Il est très probable que certaines plaintes des citoyens concernaient également le trafic d’influence ou les conflits d’intérêts concernant les activités professionnelles de l’époux de Mme Von der Leyen, concernant notamment le financement des filiales de son entreprise « Orgenesis » avec des fonds publics ; filiales ouvertes dans plusieurs États-membres. Ces allégations ont même fait objet d’une lettre ouverte des élus écologistes au Parlement adressée à la Commissaire européenne à la transparence, Mme Vera Jourova.
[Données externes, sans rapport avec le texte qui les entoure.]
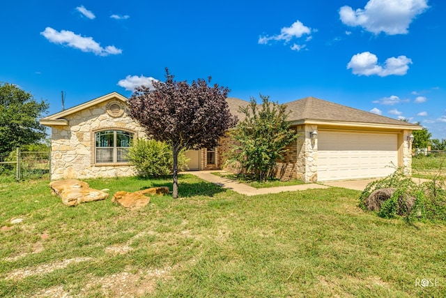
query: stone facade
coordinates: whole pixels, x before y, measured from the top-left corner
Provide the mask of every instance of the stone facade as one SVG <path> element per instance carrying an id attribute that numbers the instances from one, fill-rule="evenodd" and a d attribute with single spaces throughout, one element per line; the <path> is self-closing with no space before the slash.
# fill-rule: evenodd
<path id="1" fill-rule="evenodd" d="M 318 181 L 318 140 L 309 134 L 317 131 L 317 126 L 300 125 L 297 127 L 298 139 L 297 177 L 304 182 Z"/>
<path id="2" fill-rule="evenodd" d="M 97 132 L 124 131 L 131 133 L 134 139 L 145 137 L 143 128 L 125 114 L 126 100 L 126 98 L 114 92 L 41 119 L 42 124 L 52 127 L 52 179 L 115 177 L 136 174 L 129 163 L 95 162 L 95 133 Z M 307 183 L 318 181 L 318 139 L 310 137 L 310 133 L 319 128 L 341 132 L 348 126 L 319 122 L 317 124 L 293 126 L 299 137 L 287 146 L 284 159 L 277 161 L 276 177 L 282 180 L 297 179 Z M 352 126 L 349 125 L 349 127 Z M 371 129 L 355 124 L 355 126 L 358 125 L 360 131 Z M 354 128 L 357 128 L 354 126 Z M 403 128 L 402 130 L 401 128 L 384 128 L 385 131 L 398 135 L 399 159 L 398 165 L 395 165 L 402 168 L 406 175 L 410 175 L 412 165 L 412 148 L 408 141 L 412 131 L 409 129 L 410 128 Z M 220 139 L 219 146 L 213 152 L 208 152 L 206 149 L 199 150 L 199 165 L 195 163 L 194 167 L 199 170 L 224 168 L 239 172 L 239 165 L 225 163 L 226 153 L 230 151 L 233 144 L 233 141 L 229 133 L 226 134 Z M 214 156 L 214 163 L 208 163 L 208 154 Z"/>
<path id="3" fill-rule="evenodd" d="M 68 115 L 68 126 L 52 129 L 52 179 L 85 179 L 131 176 L 135 174 L 128 163 L 98 165 L 95 163 L 95 133 L 122 130 L 144 136 L 142 128 L 125 113 L 114 117 L 107 112 L 107 102 Z"/>
<path id="4" fill-rule="evenodd" d="M 404 174 L 407 176 L 412 176 L 412 144 L 408 140 L 411 135 L 412 131 L 403 131 L 403 140 L 399 142 L 402 142 L 400 147 L 402 152 L 399 154 L 402 161 L 400 161 L 399 165 L 402 167 Z"/>

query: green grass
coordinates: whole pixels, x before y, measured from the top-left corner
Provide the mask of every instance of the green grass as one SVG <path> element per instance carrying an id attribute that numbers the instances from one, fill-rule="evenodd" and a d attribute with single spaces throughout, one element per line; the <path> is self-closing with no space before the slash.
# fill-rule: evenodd
<path id="1" fill-rule="evenodd" d="M 171 187 L 170 178 L 88 182 L 111 194 Z M 247 197 L 185 174 L 179 199 L 126 210 L 109 198 L 67 207 L 47 181 L 1 186 L 0 297 L 446 295 L 446 227 L 365 213 L 359 191 Z"/>
<path id="2" fill-rule="evenodd" d="M 413 175 L 418 178 L 432 179 L 446 176 L 446 154 L 417 155 L 412 158 Z"/>
<path id="3" fill-rule="evenodd" d="M 228 178 L 231 180 L 237 181 L 240 183 L 249 185 L 249 186 L 254 187 L 256 188 L 264 188 L 268 187 L 277 187 L 277 186 L 289 186 L 291 185 L 300 185 L 305 184 L 305 183 L 300 180 L 291 179 L 288 181 L 281 181 L 278 179 L 271 179 L 265 181 L 259 181 L 253 180 L 249 177 L 244 175 L 238 175 L 236 174 L 230 172 L 213 172 L 213 174 L 219 176 L 221 177 Z"/>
À quelques semaines des élections européennes où Mme Von der Leyen se présente pour le second mandat à la tête de la Commission européenne, la presse européenne a révélé que le Parquet européen prenait en charge l’enquête pénale belge visant personnellement Mme Ursula Von der Leyen pour « ingérence dans les fonctions publiques, destruction des SMS, corruption et conflit d’intérêts».
À cela se sont rajoutés des soupçons de népotisme et de favoritisme concernant la nomination de M. Markus Pieper, patron de la délégation de la droite allemande au Parlement européen au poste de Représentant de l’Union pour les petites et moyennes entreprises.
Il va sans dire que ces soupçons de corruption, de conflits d’intérêts, de favoritisme s’accumulent et nuisent gravement non seulement à la réputation de la présidente de la Commission mais aussi à celle des institutions européennes, particulièrement au moment où les citoyens européens sont appelés à voter.
J’ai voulu donc demander à la procureure en chef si l’enquête du Parquet porte effectivement sur la personne de la présidente de la Commission, Mme Ursula Von der Leyen. Et si elle ne considère pas que les citoyens devraient en être informés, même si l’enquête est en cours, compte tenu du contexte actuel des élections européennes.
Mme Covesi m’a répondu que l’enquête du Parquet européen, ouverte suite à des centaines des plaintes des citoyens, n’a actuellement aucun suspect désigné pour le moment. En raison de la complexité de l’affaire, les enquêteurs européens ne négligent aucune piste ni aucune allégation.
La procureure en chef a jouté « gagner le cœur et la confiance des citoyens » en démontrant que « la loi est égale pour tout le monde », ce qui me réconforte. Je reste confiant sur le fait que l’enquête du Parquet européen saura répondre de manière détaillée à toutes les allégations de corruption qui pèsent contre la présidente de la Commission. Il est urgent de rétablir la confiance des citoyens dans les institutions européennes.